De kleine geknielde
De figuur van de geknielde, in zichzelf gekeerde jongeling, boeide George Minne vanaf omstreeks 1889. In zijn beschrijving van Minnes woning in Vorst heeft Fierens-Gevaert het over “un jeune Flamand fluet, à visage de Saint-Jean-Baptiste” die model stond voor dit beeld. De kleine geknielde werd op twee verschillende voetstukken uitgevoerd, bij deze sculptuur gaat het om de volle sokkel. De fragiele figuur wordt naakt op de knieën voorgesteld waarbij de tenen over de sokkel naar beneden hangen. De bovenbenen en het bovenlichaam vormen een lichte kromme die afgesloten wordt door het licht naar beneden gebogen hoofd. De jongeling heeft de beide armen gekruist en in een beschermende houding om zijn eigen lichaam geslagen met de handen in de nek. De ogen zijn gesloten en het haar licht gekruld. De sculptuur is uitgevoerd in een sobere, lineaire vormentaal die eenzaamheid en verlangen uitdrukt. Het gaat om een stilering, gecreëerd op een ogenblik dat Minne in staat is afstand te nemen van het realistisch modelé ten voordele van een ritmisch-abstraherende vormgeving.

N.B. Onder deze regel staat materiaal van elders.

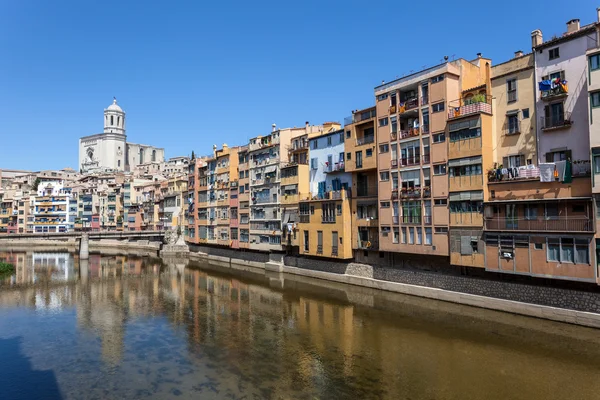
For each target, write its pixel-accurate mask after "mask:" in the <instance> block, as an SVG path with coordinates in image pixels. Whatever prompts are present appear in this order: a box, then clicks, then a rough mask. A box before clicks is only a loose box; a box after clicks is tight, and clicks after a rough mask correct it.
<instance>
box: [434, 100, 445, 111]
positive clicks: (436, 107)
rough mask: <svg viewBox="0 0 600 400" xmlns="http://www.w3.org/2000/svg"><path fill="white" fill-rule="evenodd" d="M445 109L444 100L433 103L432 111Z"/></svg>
mask: <svg viewBox="0 0 600 400" xmlns="http://www.w3.org/2000/svg"><path fill="white" fill-rule="evenodd" d="M441 111H444V102H441V103H435V104H432V105H431V112H432V113H434V112H441Z"/></svg>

In 1905 groepeerde Minne vijf identieke geknielde jongelingen rond een bekken, de beroemde “Fontein der geknielden”. De geknielde jongeling bij het water herinnert daar aan de mythe van de halfgod Narcissus, die verliefd wordt op zijn spiegelbeeld en te gronde gaat aan het verlangen naar het onbereikbare object van zijn liefde. In de afzonderlijke versie van de geknielde jongeling komen deemoed en verinnerlijking sterker op de voorgrond en verlenen het beeld veeleer een religieus karakter.